G-8'leri ve çokuluslu şirketlerin karşısında
yer alan anti-kapitalist hareket içerisinde, küresel ısınmaya, ozon tabakasının
delinmesine, katı yakıt kullanımına, ormanların talan edilmesine ve nükleer
santrallere, nükleer atıklara karşı olanlar da yer aldı.
20-30 yıl öncesine oranla çevre sorunları
ile G-8'lerin ve çokuluslu şirketlerin bağlantısını kurmak o kadar kolay
hale geldi ki, bütün bu küresel yıkımın sorumlusunun sistemin efendileri
olduğunu görebilmek için uzun uzun araştırma yapmak gerekmiyor.
ABD başkanı
Bush, Bonn'daki zirvede sera gazı etkisine ve ozon tabakasının zarar görmesine
neden olan gazların üretiminin sınırlanmasına karşı çıkarken, hem merkezi
ABD'de olan çokuluslu şirketler adına hem de Koç ve Sabancı adına konuşuyordu
aslında.
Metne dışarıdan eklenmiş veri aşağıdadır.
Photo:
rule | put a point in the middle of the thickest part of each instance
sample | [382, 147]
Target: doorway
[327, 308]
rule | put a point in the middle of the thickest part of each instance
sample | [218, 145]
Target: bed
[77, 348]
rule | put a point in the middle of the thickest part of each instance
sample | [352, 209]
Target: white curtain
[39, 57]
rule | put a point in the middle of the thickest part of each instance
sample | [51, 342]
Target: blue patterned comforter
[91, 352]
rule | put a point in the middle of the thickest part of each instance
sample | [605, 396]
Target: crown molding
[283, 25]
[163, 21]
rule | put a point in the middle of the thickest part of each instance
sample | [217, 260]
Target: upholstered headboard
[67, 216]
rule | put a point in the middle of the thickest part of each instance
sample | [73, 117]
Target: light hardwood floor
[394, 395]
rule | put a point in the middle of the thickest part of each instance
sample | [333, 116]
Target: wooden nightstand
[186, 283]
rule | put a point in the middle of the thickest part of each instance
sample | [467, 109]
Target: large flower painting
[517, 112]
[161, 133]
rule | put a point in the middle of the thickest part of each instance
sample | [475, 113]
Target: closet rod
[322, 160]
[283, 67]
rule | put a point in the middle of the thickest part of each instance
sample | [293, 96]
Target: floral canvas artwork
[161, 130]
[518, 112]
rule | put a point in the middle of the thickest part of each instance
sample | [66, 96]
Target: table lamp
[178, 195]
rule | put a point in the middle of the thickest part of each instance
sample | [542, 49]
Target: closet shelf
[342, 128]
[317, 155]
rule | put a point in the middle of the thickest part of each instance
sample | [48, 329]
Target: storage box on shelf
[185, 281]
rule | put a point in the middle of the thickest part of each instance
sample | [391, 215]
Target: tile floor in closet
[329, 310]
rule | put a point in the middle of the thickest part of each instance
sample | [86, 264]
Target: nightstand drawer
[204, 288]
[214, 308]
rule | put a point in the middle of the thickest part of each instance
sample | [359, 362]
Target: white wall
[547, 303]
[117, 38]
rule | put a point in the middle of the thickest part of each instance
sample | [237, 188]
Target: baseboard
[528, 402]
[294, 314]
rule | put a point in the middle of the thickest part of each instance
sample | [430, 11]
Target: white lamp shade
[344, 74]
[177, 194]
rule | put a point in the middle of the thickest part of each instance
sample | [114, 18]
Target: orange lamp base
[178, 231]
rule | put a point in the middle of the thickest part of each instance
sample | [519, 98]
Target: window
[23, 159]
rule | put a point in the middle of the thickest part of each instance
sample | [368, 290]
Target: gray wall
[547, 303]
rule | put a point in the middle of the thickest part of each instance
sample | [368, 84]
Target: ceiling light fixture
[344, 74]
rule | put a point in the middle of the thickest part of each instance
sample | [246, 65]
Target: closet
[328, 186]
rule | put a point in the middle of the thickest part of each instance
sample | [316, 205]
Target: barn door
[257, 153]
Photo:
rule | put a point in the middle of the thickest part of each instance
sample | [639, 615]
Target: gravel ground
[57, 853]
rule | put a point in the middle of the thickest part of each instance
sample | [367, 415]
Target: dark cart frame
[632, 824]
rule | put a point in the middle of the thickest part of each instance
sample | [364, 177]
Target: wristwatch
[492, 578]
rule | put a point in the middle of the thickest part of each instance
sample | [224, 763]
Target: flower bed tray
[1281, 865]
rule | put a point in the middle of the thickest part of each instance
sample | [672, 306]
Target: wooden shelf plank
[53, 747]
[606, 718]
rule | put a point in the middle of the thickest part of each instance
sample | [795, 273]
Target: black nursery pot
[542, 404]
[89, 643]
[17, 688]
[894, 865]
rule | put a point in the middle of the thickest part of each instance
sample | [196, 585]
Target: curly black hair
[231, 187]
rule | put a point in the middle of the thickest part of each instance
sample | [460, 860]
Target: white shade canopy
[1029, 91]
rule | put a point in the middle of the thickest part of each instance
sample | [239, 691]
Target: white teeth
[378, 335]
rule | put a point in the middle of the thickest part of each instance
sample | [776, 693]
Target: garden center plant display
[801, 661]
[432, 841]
Karşı çıkışını çok yalın ifade etti. "Kâr oranlarını geriletir,
yatırımları tehlikeye sokar!" Bütün bir kapitalist sistem bu mantıkla
işliyor: "Nereden daha çok kâr elde ederim?" Bu sistem dünyayı ve hayatı
tamamen imha etme noktasına doğru ilerliyor.
Anti-kapitalist
hareketin bir parçası olan çevre hareketleri diğer gruplarla ortak bir
slogana sahip. "Kapitalizm öldürür, kapitalizmi öldürelim!"